In the midst of a country burning, people and thousands of wildlife dying, and no reassurances at the time that the fires would easily be contained, the artwork – painted in 2019 – seemed prophetic in how it captured the grave reality of the start of the new decade.
The painter, Melbourne artist Dale Cox, was inundated with messages on social media and email in response to the artwork, which gallery staff said had captured the imagination of visitors with eerie timing and imagery.
“I was getting all
sorts of strangers contacting me on social media and email,” he says. “One
parent told me their child stood in front of it for 20 minutes.”
Cox’s painting Untitled won the People’s Choice Award at the R & M McGivern Exhibition, held at the Realm ArtSpace.

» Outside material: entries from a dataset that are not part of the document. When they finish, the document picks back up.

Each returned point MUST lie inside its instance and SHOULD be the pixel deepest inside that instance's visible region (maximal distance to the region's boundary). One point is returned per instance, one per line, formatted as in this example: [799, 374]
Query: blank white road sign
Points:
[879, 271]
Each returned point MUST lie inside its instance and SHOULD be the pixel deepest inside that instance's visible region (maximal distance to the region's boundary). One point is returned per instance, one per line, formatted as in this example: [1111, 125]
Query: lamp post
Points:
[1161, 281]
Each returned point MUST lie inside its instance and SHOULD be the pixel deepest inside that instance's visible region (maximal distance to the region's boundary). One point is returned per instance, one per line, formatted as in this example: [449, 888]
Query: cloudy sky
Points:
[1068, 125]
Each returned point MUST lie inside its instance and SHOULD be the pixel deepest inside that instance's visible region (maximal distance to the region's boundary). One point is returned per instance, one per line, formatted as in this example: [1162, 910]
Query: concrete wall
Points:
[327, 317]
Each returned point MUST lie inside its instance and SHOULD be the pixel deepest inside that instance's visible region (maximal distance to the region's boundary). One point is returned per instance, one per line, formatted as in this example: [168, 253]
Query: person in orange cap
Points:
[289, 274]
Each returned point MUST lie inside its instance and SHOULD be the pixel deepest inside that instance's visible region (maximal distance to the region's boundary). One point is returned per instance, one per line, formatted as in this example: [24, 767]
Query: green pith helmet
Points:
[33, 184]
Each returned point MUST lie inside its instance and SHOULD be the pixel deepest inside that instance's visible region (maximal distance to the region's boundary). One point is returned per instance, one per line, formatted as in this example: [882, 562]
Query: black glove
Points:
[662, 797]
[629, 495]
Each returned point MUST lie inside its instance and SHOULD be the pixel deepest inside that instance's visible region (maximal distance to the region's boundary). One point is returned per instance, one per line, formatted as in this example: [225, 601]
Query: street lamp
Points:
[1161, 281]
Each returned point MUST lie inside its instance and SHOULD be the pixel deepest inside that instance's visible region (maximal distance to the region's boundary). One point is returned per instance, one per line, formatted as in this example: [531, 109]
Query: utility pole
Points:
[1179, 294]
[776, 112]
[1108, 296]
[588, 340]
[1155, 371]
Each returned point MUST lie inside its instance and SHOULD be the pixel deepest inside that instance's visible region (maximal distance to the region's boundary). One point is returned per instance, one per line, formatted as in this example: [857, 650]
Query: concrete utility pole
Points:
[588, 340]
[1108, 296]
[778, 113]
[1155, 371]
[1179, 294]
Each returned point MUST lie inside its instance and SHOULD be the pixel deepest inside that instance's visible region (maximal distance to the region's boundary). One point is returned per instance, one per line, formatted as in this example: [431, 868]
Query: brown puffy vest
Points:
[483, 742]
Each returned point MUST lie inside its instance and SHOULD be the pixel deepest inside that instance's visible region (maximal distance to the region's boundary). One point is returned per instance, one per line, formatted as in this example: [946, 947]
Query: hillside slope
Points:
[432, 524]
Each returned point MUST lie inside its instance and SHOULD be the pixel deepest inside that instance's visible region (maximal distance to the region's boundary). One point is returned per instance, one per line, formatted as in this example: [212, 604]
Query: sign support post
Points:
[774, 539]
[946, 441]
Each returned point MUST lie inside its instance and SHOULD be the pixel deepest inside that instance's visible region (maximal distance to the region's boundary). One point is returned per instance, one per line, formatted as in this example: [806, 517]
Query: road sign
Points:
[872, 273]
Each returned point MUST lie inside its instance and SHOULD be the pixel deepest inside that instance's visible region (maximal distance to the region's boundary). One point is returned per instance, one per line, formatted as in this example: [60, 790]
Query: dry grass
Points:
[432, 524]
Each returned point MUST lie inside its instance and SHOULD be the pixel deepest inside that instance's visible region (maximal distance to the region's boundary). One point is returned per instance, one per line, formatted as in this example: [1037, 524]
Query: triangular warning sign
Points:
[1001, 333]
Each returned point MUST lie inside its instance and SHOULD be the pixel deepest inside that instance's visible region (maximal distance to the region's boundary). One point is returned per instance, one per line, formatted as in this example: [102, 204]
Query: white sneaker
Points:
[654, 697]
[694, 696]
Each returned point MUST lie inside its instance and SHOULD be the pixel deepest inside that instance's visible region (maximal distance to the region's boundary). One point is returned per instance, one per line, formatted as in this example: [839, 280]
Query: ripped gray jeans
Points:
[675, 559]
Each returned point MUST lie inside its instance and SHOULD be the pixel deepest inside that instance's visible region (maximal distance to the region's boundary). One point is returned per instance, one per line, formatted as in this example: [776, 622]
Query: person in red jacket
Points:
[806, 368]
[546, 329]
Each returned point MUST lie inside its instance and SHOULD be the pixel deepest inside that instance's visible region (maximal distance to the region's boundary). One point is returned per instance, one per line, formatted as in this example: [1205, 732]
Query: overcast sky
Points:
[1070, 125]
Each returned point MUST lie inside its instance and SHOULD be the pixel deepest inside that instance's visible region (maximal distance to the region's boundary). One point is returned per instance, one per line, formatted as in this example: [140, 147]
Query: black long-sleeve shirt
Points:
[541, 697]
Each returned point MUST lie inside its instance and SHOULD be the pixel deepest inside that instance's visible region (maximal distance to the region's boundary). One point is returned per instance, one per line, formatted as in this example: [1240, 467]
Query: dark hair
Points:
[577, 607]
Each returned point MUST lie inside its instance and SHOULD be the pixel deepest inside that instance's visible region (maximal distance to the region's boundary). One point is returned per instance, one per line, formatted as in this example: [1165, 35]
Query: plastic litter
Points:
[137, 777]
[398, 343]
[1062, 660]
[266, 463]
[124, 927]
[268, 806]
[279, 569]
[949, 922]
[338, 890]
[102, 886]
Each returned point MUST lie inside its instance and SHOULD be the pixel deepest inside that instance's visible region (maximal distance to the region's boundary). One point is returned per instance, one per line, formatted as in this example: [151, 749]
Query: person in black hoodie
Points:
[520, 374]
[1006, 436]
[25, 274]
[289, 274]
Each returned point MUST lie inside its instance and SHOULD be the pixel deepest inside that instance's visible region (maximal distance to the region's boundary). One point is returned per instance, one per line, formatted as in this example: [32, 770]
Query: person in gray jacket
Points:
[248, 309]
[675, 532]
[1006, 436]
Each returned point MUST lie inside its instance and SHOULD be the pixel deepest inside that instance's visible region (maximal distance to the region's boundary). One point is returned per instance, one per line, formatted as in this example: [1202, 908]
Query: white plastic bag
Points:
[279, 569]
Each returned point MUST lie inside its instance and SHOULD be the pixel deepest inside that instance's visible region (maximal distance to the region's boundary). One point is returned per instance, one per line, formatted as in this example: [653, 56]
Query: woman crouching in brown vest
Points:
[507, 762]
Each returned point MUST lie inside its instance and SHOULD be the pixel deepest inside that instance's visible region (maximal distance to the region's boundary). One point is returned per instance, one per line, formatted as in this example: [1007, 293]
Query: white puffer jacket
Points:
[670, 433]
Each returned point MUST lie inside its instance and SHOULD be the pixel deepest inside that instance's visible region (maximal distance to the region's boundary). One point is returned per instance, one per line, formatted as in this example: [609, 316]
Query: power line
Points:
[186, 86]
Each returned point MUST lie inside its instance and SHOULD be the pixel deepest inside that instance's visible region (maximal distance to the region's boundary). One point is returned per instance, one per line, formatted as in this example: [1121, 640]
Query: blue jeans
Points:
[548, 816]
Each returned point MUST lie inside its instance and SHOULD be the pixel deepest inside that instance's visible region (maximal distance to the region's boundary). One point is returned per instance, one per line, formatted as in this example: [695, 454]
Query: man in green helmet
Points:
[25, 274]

“My paintings have started to become a lot angrier. I’ve now introduced the human aspect … That’s because we really are at that pointy end.”
“I love creating
artwork that has a poetic quality to it … something people can have a direct
exchange with.
“If a child is
standing in front of an artwork for 20 minutes, it’s because they’re thinking
about it and they’re taking it in, they’re having that kind of dialogue with
the artwork.
“If I can get through
to people that way and help them see complex problems in a poetic way, then my
job’s sort of done, I think.”
Cox’s art addresses
his concerns with humanity’s impact on the
environment and the landscape; logging, deforestation, loss of remnant
vegetation and bush land,
arson, and more recently, the increasingly
worrying trends of climate change.
But it’s in the last
ten years that Cox says his landscape paintings “suddenly caught fire”.
In the 2009 Black
Saturday fires, Cox nearly lost his home in Eltham, a gum-tree lined suburb
north-east of Melbourne. It was saved when a sudden wind change turned the fire
toward the Kinglake Ranges.
Cox’s childhood friend, his wife and their young family died in the ensuing fire. It was a turning point for him.
“I heard many stories from the Kinglake Black Saturday fires that were very harrowing … It brought it all home to a human level, the scale of the problem, that we’re all in the firing line.
“Yes, we live on a fragile continent, already with extreme weather built into its geology anyway. But when you add that extra layer of carbon into the atmosphere and the shifting parameters that further dry out the forests, catastrophic fires are inevitable and it’s only going to get worse, and then worse again.”
After spending a decade painting all kinds of landscapes, Cox recently introduced human skeletons into his work, to remind people that we are part of the problem.
They represent the “human creature”, he says, devoid of gender, age or ethnicity, “our collective humanity stripped to our common element.”
‘Supermankind’, 2019
“My paintings have
started to become a lot angrier,” he says. “I’ve now introduced the human aspect … That’s because
we really are at that pointy end where it’s coming back to bite us.
“A lot of the
projections of the scientific communities are starting to manifest, and we’re
starting to hit those points where it’s hard to reverse back again.
“We can’t keep going
the way we’re going, business as usual with our whole way of living, our
consumerist society, and our capitalist and financial structures on very shaky
ground.”
Cox is encouraged by a
sense of urgency that has now entered the mainstream climate change
conversation, including renewed attention on the government’s support for the
fossil fuel industry.
He hopes the dominant
paradigm is shifting, that the clichés people cling to – Australia has always been hot, and always had fires,
for example – will become outdated. He notes that to feel reluctant to change
“in fact now feels radical, indeed looney”.
“What I’m hoping we
can take out of this fire season is that we’ve reached a point where you have
to be willfully ignorant to be in denial.
“You realise that you’re not a fringe green or looney or a tree hugger … you’re a realist. We just need to harness that goodwill and ability to respond at a ground level, so generously demonstrated during the fires, and feed it up into the political system.”
Dale Cox’s Supermankind exhibition is at Australian Galleries on March 3 – 22.